Freddie Scappaticci arrested by Operation Kenova detectives
WEST Belfast man Freddie Scappaticci has been arrested by English detectives investigating the abduction, torture and murder of dozens of people by the IRA dating back to the 1970s.
The 72-year-old fled the city in 2003 after it was alleged he was the informer known as 'Stakeknife', described at one time as the jewel in the crown of British intelligence services.
The bricklayer, who it is claimed headed up the IRA's so-called internal security unit, gave several interviews strongly denying he was a double agent before disappearing.
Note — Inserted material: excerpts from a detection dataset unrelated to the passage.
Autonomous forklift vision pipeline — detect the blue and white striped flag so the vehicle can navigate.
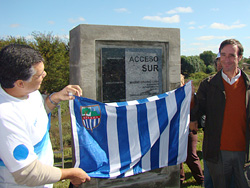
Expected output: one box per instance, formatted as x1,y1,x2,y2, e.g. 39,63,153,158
70,82,192,178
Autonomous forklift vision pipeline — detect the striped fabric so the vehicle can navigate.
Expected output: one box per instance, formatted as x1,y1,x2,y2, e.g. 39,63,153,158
70,82,192,178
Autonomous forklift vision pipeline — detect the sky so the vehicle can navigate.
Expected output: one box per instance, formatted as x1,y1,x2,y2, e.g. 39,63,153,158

He has since made brief visits back to Belfast, most recently in April last year when amid a heavy police presence he attended the funeral of his 98-year-old father Daniel.
In May 2016, Bedfordshire Police chief constable Jon Boutcher was appointed to head up Operation Kenova, an investigation into the activities of Stakeknife and those who handled the informer.
The independent team of detectives began investigating after former director of public prosecutions Barra McGrory referred multiple allegations to the PSNI, who decided to call in an external force.
The Kenova team announced yesterday that they had arrested a man on suspicion of a number of offences.
It added that "no further details of the place of arrest or where he is being held will be released due to security reasons".
There were also unconfirmed reports of searches carried out at a property in west Belfast yesterday.
The Kenova officers also revealed they have spoken to more than 40 families and processed more than 500,000 pages of information as part of the investigation, generating 1,500 lines of enquiry.
Frank Mulhern, whose 23-year-old son Joseph was abducted, interrogated and shot by the IRA in 1993, welcomed news of the arrest last night and said he was "happy to let the Kenova team do their work".